No dejó de estudiar, acabados sus cursos. Mudó Solís; no olvidó los libros. Siendo de edad de veinte y seis años se dio a las éticas y a las políticas. Salió gran hombre de estado en breve. Todo lo pueden genio e ingenio. Imitó a Tácito en la agudeza, pero no le siguió en la impiedad. Fue su política sabiamente cristiana. Supo el camino de mandar en la tierra sin ofender ni irritar al cielo.

Era Marón; buscó su Mecenas. Hallole grande en todo en el excelentísimo señor conde de Oropesa, don Duarte de Toledo y Portugal, virrey primero de Navarra y después de Valencia. Fue sol de don Antonio su sombra. Debajo de ella esparció más sus rayos. Diole honra y fama su patrocinio. En él logró la mayor fortuna. Ganó infinito consiguiendo su agrado. No tiene precio el favor de un gran príncipe. Virgilio fue inmortal por Augusto. Solís lo fue por patrón tan insigne.

Con todo, le sirvió don Antonio con sus consejos, con sus escritos. Era un oráculo cuando hablaba. Era un prodigio cuando escribía. Sabía juntar lo breve y lo claro, lo ingenioso y lo terso, lo útil y lo suave. Hacíase oír porque no se oía. Aconsejaba con humildad; advertía con respeto. Era sutil, pero no era vano. Era discreto, no presumido. Supo servir sin cansar: gran prudencia.

Todos notaron en don Antonio de filósofo el trato y de poeta el agrado. Hablaba bien y no decía mal Sin murmurar, le escucharon con gusto. Era pincel, no puñal, su pluma. Recreaba usando de ella, no hería.

Para festejar en Pamplona el nacimiento del excelentísimo señor conde de Oropesa, don Manuel Joaquín Álvarez de Toledo y Portugal, que ahora vive, escribió en aquella ciudad, el año de 1642, la gran comedia de Eurídice y Orfeo, que se ha alabado y se alaba tanto. No tendrá fin su merecida alabanza. Escribía para la eternidad don Antonio, como pintaba el famoso Zeuxis.

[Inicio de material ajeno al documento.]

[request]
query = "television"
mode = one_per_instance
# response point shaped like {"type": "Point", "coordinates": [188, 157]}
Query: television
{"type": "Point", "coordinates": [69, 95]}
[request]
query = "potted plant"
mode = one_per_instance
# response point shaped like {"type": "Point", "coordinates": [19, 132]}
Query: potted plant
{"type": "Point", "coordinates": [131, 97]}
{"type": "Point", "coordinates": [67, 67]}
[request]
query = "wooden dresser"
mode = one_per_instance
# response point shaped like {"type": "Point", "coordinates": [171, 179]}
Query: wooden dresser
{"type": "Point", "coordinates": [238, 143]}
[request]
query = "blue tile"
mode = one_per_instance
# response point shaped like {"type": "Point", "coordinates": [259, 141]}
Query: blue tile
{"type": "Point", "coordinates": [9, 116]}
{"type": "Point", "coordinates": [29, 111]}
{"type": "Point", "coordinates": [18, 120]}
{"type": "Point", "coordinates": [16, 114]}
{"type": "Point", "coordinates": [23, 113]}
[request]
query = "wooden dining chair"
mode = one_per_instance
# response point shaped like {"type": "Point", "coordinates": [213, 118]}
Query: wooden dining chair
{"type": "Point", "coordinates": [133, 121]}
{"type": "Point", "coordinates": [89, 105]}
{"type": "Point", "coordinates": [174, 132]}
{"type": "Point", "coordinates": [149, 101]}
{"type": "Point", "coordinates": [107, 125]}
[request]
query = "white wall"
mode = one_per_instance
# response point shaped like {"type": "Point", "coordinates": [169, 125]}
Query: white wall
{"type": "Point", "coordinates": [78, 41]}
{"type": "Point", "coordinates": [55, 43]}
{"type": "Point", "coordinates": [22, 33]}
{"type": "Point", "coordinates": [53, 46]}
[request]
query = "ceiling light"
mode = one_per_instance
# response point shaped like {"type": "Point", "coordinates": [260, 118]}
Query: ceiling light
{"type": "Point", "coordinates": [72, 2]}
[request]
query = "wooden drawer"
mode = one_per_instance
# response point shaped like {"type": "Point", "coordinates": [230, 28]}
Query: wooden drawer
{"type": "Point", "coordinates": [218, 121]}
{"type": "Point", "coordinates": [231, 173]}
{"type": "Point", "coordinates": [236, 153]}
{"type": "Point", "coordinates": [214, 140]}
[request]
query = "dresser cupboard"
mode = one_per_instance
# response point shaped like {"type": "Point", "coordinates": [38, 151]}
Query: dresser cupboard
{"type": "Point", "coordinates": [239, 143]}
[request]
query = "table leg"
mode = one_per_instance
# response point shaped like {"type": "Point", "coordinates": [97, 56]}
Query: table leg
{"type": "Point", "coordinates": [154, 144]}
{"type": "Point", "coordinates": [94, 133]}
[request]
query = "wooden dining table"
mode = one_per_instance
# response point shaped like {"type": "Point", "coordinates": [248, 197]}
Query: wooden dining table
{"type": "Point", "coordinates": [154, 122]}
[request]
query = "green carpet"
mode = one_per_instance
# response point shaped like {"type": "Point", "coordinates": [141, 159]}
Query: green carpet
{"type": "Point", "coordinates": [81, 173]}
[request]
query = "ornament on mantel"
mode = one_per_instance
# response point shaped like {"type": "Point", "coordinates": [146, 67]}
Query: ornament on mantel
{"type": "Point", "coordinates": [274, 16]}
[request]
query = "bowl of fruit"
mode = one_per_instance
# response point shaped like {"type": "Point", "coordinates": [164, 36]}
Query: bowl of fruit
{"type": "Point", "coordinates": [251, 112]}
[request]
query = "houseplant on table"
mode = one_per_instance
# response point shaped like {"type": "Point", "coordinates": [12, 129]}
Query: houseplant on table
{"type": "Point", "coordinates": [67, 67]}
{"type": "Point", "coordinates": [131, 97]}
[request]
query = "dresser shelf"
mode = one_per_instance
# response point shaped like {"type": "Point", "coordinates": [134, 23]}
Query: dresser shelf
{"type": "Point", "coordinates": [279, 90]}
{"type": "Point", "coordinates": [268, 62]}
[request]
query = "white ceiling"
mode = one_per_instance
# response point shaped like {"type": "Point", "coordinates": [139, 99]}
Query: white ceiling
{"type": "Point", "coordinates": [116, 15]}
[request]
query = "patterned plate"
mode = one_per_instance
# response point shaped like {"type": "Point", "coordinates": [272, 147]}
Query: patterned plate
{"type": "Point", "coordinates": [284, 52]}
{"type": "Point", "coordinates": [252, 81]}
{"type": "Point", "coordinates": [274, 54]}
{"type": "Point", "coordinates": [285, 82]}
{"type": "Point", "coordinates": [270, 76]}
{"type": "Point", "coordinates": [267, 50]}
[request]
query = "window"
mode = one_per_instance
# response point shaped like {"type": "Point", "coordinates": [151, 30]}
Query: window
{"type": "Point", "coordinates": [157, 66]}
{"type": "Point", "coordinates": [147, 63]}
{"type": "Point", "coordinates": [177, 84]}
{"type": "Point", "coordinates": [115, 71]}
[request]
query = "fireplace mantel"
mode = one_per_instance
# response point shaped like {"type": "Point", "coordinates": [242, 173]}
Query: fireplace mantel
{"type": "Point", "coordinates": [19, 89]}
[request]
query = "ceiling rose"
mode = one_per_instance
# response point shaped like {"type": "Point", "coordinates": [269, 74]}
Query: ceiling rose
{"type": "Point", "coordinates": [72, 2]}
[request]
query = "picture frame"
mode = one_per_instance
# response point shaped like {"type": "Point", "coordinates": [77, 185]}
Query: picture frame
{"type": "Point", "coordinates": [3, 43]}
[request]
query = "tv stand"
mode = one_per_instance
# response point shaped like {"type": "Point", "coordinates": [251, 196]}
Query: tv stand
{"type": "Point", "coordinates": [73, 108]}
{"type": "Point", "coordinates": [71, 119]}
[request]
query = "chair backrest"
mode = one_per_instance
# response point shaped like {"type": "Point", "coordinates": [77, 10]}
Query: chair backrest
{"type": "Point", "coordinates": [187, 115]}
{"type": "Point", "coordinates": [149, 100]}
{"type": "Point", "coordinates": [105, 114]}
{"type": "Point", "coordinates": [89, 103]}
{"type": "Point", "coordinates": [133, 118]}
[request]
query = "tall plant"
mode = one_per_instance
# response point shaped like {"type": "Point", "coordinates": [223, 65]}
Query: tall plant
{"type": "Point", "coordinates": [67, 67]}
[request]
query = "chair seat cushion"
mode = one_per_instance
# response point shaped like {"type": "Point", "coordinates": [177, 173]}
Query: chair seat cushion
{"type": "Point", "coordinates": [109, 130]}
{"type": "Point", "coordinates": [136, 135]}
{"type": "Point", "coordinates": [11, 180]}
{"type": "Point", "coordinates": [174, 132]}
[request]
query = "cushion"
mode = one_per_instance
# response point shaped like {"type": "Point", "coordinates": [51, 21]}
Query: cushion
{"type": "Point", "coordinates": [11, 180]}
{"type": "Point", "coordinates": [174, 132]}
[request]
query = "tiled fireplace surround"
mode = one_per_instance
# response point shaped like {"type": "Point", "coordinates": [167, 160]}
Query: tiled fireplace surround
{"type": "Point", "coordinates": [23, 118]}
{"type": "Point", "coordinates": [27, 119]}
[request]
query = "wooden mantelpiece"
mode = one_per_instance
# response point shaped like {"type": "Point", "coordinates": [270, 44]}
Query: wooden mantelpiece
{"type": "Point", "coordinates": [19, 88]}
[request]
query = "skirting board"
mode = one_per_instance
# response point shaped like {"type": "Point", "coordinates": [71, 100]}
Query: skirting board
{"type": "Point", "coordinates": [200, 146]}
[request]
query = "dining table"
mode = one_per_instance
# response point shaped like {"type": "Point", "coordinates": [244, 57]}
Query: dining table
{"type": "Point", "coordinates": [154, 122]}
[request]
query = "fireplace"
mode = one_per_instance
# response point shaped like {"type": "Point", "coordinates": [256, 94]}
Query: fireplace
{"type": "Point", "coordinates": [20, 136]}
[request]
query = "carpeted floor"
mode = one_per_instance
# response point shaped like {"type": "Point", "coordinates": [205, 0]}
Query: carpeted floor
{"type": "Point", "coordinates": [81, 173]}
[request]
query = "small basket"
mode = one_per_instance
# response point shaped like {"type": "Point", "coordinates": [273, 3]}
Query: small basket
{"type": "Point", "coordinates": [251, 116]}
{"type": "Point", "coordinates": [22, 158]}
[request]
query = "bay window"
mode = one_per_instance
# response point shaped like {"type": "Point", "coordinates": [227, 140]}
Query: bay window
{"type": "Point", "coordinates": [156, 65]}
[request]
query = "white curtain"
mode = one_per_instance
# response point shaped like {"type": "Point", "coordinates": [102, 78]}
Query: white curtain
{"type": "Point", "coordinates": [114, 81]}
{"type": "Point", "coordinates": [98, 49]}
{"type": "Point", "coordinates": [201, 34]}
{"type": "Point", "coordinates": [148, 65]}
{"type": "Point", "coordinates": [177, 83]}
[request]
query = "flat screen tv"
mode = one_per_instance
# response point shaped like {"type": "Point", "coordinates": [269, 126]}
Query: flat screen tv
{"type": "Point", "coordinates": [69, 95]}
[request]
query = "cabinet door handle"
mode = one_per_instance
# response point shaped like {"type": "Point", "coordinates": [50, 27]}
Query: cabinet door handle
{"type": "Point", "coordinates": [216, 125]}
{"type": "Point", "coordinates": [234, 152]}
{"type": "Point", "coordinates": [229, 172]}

Son sus escritos pocos. Son sus aciertos muchos. Uno no más le ganara gran nombre. Sus discreciones se han de medir por sus cláusulas: cualquiera arguye eminente ingenio.

No es venerado en sola España Solís. Estímanle muchas otras naciones. Con sus comedias se ennobleció la francesa. Francés se ha vuelto su Amor al uso. Las más extrañas le desean propio. Por él envidian, y con razón, a la nuestra. Es gran honor de una nación tan gran hombre.

La historia del gran Cortés es de tal suerte panegírico, que no deja de ser historia, primor que solamente le pudo alcanzar su pluma. En el pecho magnánimo de Alejandro cupo la noble envidia que tuvo a Aquiles por su Homero. ¿Qué envidia no tuviera al gran Cortés por nuestro don Antonio, cuando Cortés, en sus conquistas, no tuvo que envidiar a las de Alejandro?

Honrole el señor rey don Felipe Cuarto, estimador de los grandes sujetos, con la merced de oficial de la Secretaría de Estado, y de su secretario. Buscole, como se debe hacer, para el cargo porque le conoció hábil y digno. Mejor merece las dignidades el que es buscado que el que las busca. Agradeció y admitió esta gran honra, pero la trasladó a un su allegado, sin disgustar a su majestad ni enojarle. Supo tener y dejar don Antonio, sin ofender teniendo o dejando. La discreción lo sazona todo.

La reina madre, nuestra señora, le repitió la merced antigua y le hizo la de Coronista Mayor de las Indias. Clamaban por don Antonio sus méritos, sin que ni hablase ni pidiese su lengua: tanto subió la voz de su fama.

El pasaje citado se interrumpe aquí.